The study included 74 initially requested participants; 53 qualified for participation, and 39 returned for at least one follow-up appointment. Only 14% of the 39 participants showed a detectable antibody response after a single J&J vaccine dose. Of the 39 participants, 16 (41%) tested negative for antibodies at one or more follow-up appointments; 5 (12%) reported negative in both appointments, 10 (26%) reported for one appointment, and 1 (3%) was negative then became positive. The remaining 23 (59%) participants tested positive during one or both appointments; 15 (38%) reported positive in both appointments and 8 (21%) reported for one appointment. Correlation analysis revealed a weak to moderate negative correlation between antibody response and time since vaccination, indicating a decline in antibody levels over time. Further analyses of subgroups based on the time of the follow-up visits revealed various correlations between antibody presence and various patient factors. For instance, in the subgroup of patients who visited less than 30 days after vaccination (N = 15 visits), there was a positive correlation between positive antibody results and female gender, whereas a negative correlation was observed between a positive antibody response and age, hypertension, hyperlipidemia and fatigue. For the group with visits 30-60 days after vaccination, there was a positive correlation between a positive result and being male, diabetes, hypertension, weight, and nausea.

The study's findings suggest limited efficacy of the J&J vaccine in this specific low-income Hispanic population, with a considerable proportion of participants failing to mount a detectable antibody response. The observed correlations between various patient factors (age, gender, comorbidities) and antibody response highlight the need to consider these factors when assessing vaccination outcomes in diverse populations. The study's findings underscore the vulnerability of low-income Hispanic communities to COVID-19 and highlight potential disparities in vaccine effectiveness. While the small sample size limits generalizability, the results provide valuable insights and suggest the need for further research to determine if similar results are seen in broader populations. The inexpensive, point-of-care antibody test used in the study appears to be useful in assessing vaccine effectiveness and can potentially be utilized as an adjunct to assist community-based physicians in assessing the health status of their patients within these vulnerable communities.

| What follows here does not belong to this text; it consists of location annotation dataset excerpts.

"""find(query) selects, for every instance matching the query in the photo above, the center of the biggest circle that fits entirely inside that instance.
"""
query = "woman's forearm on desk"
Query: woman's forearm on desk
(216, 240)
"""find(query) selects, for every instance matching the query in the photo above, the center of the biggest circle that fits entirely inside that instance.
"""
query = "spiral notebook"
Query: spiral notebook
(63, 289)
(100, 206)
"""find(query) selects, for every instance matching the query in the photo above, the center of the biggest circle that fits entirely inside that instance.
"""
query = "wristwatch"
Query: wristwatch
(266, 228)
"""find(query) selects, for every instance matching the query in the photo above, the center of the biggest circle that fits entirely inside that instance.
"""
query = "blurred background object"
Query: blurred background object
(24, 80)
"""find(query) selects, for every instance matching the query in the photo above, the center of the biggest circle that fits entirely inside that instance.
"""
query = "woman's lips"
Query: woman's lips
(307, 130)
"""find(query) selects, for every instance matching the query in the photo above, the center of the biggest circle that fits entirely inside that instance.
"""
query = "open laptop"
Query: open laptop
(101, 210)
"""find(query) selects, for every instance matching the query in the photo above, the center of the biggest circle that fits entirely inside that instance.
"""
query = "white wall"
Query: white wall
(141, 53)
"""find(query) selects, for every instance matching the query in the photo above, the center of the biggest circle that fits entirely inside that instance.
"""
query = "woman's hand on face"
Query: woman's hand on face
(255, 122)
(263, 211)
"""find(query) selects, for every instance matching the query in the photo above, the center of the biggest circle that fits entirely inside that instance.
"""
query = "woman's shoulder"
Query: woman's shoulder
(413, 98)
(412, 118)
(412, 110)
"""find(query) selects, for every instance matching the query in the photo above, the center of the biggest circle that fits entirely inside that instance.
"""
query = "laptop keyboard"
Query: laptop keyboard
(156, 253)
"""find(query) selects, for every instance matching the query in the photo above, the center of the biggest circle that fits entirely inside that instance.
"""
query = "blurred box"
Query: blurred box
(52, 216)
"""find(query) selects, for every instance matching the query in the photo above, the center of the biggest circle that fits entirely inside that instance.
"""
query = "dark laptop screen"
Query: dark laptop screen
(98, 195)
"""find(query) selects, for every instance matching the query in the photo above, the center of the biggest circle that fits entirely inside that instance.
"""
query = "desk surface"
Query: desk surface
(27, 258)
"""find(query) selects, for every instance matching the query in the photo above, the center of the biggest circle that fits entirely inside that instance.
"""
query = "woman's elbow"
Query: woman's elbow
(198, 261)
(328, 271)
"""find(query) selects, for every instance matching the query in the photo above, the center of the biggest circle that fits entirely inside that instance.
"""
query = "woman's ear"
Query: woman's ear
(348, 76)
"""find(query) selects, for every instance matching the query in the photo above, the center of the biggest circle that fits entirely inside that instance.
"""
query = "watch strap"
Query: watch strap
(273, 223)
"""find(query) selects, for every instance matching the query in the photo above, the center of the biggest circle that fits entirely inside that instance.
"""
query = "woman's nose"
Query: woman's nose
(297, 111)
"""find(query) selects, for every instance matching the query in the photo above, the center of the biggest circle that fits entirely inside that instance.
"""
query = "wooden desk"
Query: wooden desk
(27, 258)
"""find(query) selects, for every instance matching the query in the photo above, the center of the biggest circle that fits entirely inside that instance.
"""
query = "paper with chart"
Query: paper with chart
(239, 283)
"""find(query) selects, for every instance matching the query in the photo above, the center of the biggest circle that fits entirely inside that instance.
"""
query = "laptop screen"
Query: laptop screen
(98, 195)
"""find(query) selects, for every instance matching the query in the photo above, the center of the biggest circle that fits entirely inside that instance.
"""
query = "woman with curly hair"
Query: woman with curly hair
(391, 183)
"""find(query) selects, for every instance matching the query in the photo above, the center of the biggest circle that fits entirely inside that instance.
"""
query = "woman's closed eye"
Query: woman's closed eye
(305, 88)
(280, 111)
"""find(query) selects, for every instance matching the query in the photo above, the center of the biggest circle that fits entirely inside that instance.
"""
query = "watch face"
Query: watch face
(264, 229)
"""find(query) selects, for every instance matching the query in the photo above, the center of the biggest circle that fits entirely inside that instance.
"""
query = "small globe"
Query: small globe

This study demonstrates the vulnerability of a low-income Hispanic population to COVID-19 and highlights the limited efficacy of the J&J vaccine within this specific group. Socioeconomic factors appear to play a role in vaccine effectiveness. The use of low-cost point-of-care antibody tests could improve monitoring of vaccine efficacy in these communities. Further research is needed to understand these disparities better and improve healthcare strategies for vulnerable populations.

The study's limitations include its small and heterogeneous convenience sample size, limiting generalizability. The absence of assays for neutralizing antibodies, B-cell memory, and T-cell responses limits the comprehensive assessment of immune response. The limited sample size also affects the reliability of correlation analysis, particularly in sub-group analyses where small numbers of patients influence the results. Scheduling challenges due to work and clinic availability impacted participant retention and may have reduced the sample size further.